Anyway, got it back to the garage, pulled off the air filters, coils and pulled the plugs. They had probably 500 hours on them, but they looked fine. Gapped and replaced them, cleaned out the boots and bolted everything back together. Air filters were new, but checked them anyway. No issue with inner or outer. Started it up, same thing, 4 feet, dead. Could rev the engine in neutral no problem, 3000-4000 RPM. But try and drive it, nope. I live in 99% pure dust, so I can't run these things without an air filter except in winter, or I would have tried that....
So I went and ran the numbers on some of the sensors, and THEY were all checking out. I pulled all of the breather hoses I could, just to check for obstructions, it just seemed like it was getting choked. Really looking, I saw that hard line that runs to the air filter box, coming in from the bottom. No real easy way to get that off there, so what the heck I stick a shop vac hose in there...

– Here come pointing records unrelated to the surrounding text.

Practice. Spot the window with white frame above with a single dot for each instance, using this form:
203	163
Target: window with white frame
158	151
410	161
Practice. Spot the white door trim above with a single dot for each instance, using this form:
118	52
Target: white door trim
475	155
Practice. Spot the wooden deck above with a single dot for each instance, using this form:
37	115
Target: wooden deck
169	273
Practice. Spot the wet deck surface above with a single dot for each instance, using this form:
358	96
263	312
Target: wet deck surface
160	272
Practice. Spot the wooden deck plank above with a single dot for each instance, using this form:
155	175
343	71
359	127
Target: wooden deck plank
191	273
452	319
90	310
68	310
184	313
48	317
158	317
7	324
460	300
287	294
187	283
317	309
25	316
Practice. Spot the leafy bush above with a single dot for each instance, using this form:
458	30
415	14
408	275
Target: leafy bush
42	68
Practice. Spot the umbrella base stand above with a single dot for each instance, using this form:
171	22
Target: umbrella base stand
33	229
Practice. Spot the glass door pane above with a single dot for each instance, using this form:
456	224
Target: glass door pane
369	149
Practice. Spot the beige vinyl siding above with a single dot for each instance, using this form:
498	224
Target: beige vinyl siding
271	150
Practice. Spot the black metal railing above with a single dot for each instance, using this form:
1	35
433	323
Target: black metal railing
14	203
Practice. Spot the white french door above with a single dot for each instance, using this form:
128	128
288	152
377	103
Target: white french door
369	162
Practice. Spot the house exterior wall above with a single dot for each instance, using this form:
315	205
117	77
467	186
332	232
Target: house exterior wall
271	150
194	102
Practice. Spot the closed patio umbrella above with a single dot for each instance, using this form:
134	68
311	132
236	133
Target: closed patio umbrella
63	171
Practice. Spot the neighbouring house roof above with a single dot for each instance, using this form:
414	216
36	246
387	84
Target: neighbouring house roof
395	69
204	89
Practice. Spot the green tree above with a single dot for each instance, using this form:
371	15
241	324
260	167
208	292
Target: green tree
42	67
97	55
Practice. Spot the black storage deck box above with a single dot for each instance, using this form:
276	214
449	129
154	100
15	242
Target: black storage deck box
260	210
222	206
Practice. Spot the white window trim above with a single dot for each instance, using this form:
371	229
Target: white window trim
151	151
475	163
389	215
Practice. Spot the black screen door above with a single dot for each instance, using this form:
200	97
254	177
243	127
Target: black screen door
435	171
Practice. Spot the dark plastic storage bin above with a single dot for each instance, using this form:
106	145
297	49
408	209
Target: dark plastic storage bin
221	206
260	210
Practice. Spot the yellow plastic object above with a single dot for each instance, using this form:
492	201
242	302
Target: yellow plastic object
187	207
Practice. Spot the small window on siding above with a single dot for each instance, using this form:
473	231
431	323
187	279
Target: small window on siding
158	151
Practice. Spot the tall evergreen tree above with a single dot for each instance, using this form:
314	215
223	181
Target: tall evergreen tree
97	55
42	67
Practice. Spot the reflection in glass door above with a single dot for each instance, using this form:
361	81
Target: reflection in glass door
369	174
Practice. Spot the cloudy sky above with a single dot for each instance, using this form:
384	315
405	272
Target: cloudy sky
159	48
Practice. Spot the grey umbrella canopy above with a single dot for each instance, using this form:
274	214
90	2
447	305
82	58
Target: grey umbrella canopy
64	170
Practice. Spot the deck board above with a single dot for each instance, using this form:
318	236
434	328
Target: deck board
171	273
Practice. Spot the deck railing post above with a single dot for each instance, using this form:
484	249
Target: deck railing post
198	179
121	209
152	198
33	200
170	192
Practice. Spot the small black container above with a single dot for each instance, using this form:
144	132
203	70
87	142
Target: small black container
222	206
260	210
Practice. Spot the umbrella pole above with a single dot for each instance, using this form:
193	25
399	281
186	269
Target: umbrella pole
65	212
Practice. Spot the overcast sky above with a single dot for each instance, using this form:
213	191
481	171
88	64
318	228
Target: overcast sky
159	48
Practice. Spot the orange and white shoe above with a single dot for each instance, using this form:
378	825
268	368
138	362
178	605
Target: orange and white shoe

It sounds like it's fighting something, which isn't right for an air feed. I take a real good look at the air filter and there is a pink ring about the size of that air tube on the side of the outer filter, so I fashion a better seal on that tube and give er again with the vac. BOOMF. Just a mass of congealed packrat, a good sized one too. Had cemented itself just down the inlet so it wasn't visible at all. But there it was. Today I plan to follow that hard line and see where it gets air from, see if there isn't a way to screen that off as it's got to be pretty big to get a packrat in there (I absolutely hate packrats, that is the single most destructive animal we have here, and I'm in the deep deep woods). I will update when I get that figured out. Funny thing is I do recall catching the faint smell of "dead mouse" around the buggy but can't recall how long. I figured whatever it was would just dry itself out.
Sorry for the ramble, wanted to make the first post a doozy.
That said, for anyone looking at one of these...I read all the "deez are da crap, dey gots da subarus and dey all crap" posts, and look, EVERY buggy is going to have issues, we ride them hard, we work them hard. My experience (and I have NO affiliation to Kubota, I personally think their pricing is insane, but love their products) is this:
I have used this buggy to haul full loads of logs out of the forest, 15 full cords a year, and since I'm on a mountain, that's constant 10-30deg runs. I have a half mile laneway that has 7 switchbacks and a rise of 300'. We get up to 10' drifts of snow. I use the buggy with a plow on it to clear that driveway. I've pulled pickups and an old blazer around with it. I've gone mudding with it, I use the roof as a shooting rest. The thing has not had a single issue, nothing (well less packrat incursion). I DO keep up on all the maintenance, I DO use a bit of seafoam in the gas and in the crankcase (anyone who says it shouldn't be used in a crankcase quite literally doesn't know what they are talking about).
In fact, the only negative was the factory battery, it died in less than a year and the dealer didn't want to replace, but meh, I can live with that. Oh and the tires (in the pic) only lasted about 1000 hours, but again, ROUGH use. I ended up ordering those same ties, just upgraded the rims, because they worked on dust, mud and ice.
Anywhoo...hopefully this post is of help to anyone looking up the same issue, it does seem that inlet is a weak point, maybe I've lost a screen or something, that packrat was about a foot long. YES they are extremely flexible, but it shouldn't have been able to get in there.